7. Test Your Incident Response Processes Often
Similar to penetration testing or red teaming, testing your incident response processes are no different. Whether you hire an outside agency to conduct tests, or you internally simulate a targeted attack on your systems, testing your incident detection and response processes will help you discover gaps in coverage and areas of slowness.
Testing these processes will prepare your security team for real-world scenarios, which provides them experience and helps speed up the process and produces faster response times. Testing also allows you to reevaluate your security processes to identify gaps.
Remember, it’s a good idea to test and re-evaluate processes when new personnel join the team and/or new technologies are introduced to be sure they still works as intended.
8. Always Have Data Backups (and Make Sure They Work)
For remediation purposes, you may need to restore from backup more times than you’d like. So having your information backed up and in a safe spot allows your team to act fast without fear of data loss.
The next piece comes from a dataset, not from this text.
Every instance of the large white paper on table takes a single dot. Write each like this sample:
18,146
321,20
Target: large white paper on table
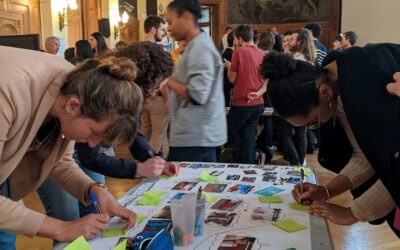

9. Connect Your Tools and Systems, and Automate as Much as Possible
A big problem in our industry is unconnected tools and systems. This forces security practitioners (analysts and incident responders alike) to jump from system-to-system, manually fetching data as well as performing other time-intensive security tasks.
Not only does this slow incident response times and reduce efficiency, but it also leads to a higher margin of error. If a process is repetitive and well defined, it can and should be automated. (Here are the top 5 processes that should be automated).
Having a connected environment with automated workflows will free up much of your teams’ time to do more proactive security defense. You can still leave analysis to humans, but simple tasks like fetching threat intel or posting escalation messages to Slack can easily be automated.
10. Lay the Groundwork for Threat Hunting
While not a new concept, threat hunting is catching on with security professionals, and rightfully so. Threat hunting is a truly proactive process of actively seeking dormant threats within your systems. But in order to even begin applying these concepts to your security operations, you have to become truly proactive in your security efforts.
The goal for threat hunting is to allow teams to have a constant, proactive, and iterative process involving specific methodologies, people, and tools to seek out these advanced threats hiding in your network and systems.
Sqrrl laid out a threat hunting maturity scale, which helps determine where you’re currently at and more advanced stages in the model. These include:
- HM0 Initial: Automated alerting is in place, and teams focus attention on alert resolution
- HM1 Minimal: Routine collection of IT data (of a few types), and tracking of threat reports from open and closed sources
- HM2 Procedural: Collection of large amounts of data across the organization, and teams learning and applying threat hunting procedures from external sources
- HM3 Innovative: A team of hunters on staff, and the creation and publishing of procedures and techniques
- HM4 Leading: The same as HM3, but adding automation to the process
Of course, you can’t even begin applying threat hunting concepts if you don’t accept you’ve already been compromised, which brings us full circle to our first point: the right mindset for proactive security measures.
Achieving Proactive Security Measures
While this list is by no means a finite number of ways to be proactive, it’s a start to help get you going in the right direction. Switching from reactive to proactive will also take time, dedication, and budget. So just because it may not be a night and day switch does not mean you should give up on proactive measures.